Good morning everyone,
Today, the Commission is launching a new EU agenda for fair taxation of the digital economy.
We have adopted a Communication that describes the challenges Member States are facing when taxing the digital economy and trying to ensure that profits are taxed where they are earned. I would like to thank Commissioner Moscovici and his team for the good cooperation on this file.
The European Union needs a common and coherent approach when taxing the digital economy. The approach must be in line with our aim to complete the Digital Single Market, to support growth and ensure fair and effective taxation.
The question is becoming even more urgent as a number of EU countries have already introduced unilateral measures. Divergent national approaches can fragment the Single Market and increase tax uncertainty. They can also destabilise the level playing field and open new loopholes for tax abuse and corporate tax avoidance.
In his State of the Union speech last week, President Juncker called for fair taxes for the digital industry.
The Commission wants to apply a simple principle: companies should pay tax where their real economic activity is taking place. In other words, we need to ensure effective taxation.
Profits earned in the EU should be taxed in the EU. This is the way to prevent losses to the budgets of European countries.
This principle must be true both for companies that have traditional shops and employees on European soil. And also for digital businesses that make high profits in Europe without necessarily having a physical presence here.
In fact, traditional businesses are increasingly operating online. Take for example, the retail sector. Between 2008 and 2016, revenue by the top 5 e-commerce retailers grew on average by 32% per year. During the same period, revenue in the entire EU retail sector grew on average by 1% per year.
Therefore our thinking applies not only to taxing digital companies, but more broadly to dealing with tax in an increasingly digitalised economy.
So what do we propose?
At EU level, the Common Consolidated Corporate Tax Base proposal offers a basis to address key challenges, for example by further adjusting permanent establishment rules. We propose to examine enhancements to these rules to ensure that they effectively capture digital activities. And we welcome the work already done by the Estonian Presidency in this regard.
However, this may take time, given its complexity. And the digital economy will not stop growing in the meantime.
Therefore, we will also look at other short-term options to tackle specific tax challenges.
Today's Communication offers several possible options, such as an equalisation tax, a levy on internet ads or withholding tax on internet transactions.
It is clear that there are still a lot of questions to be answered before we reach meaningful solutions.

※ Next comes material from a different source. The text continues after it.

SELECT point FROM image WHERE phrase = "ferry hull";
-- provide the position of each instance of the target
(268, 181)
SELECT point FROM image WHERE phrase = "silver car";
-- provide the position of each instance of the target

Of course, we are aware that a global answer is the best. This is why the EU is already working with the OECD and the G20 on these issues. What counts now is that the EU speaks with one voice in the international arena, and we will work to arrive at a common EU position on this issue by December.
However the EU must also be prepared to act in the absence of adequate global progress. In the coming months, we will, together with the Member States, carefully analyse the different options. The next immediate step is the Digital Summit in Tallinn next week.
As a result of this process, our ambition would be to come with legislative proposals by Spring 2018.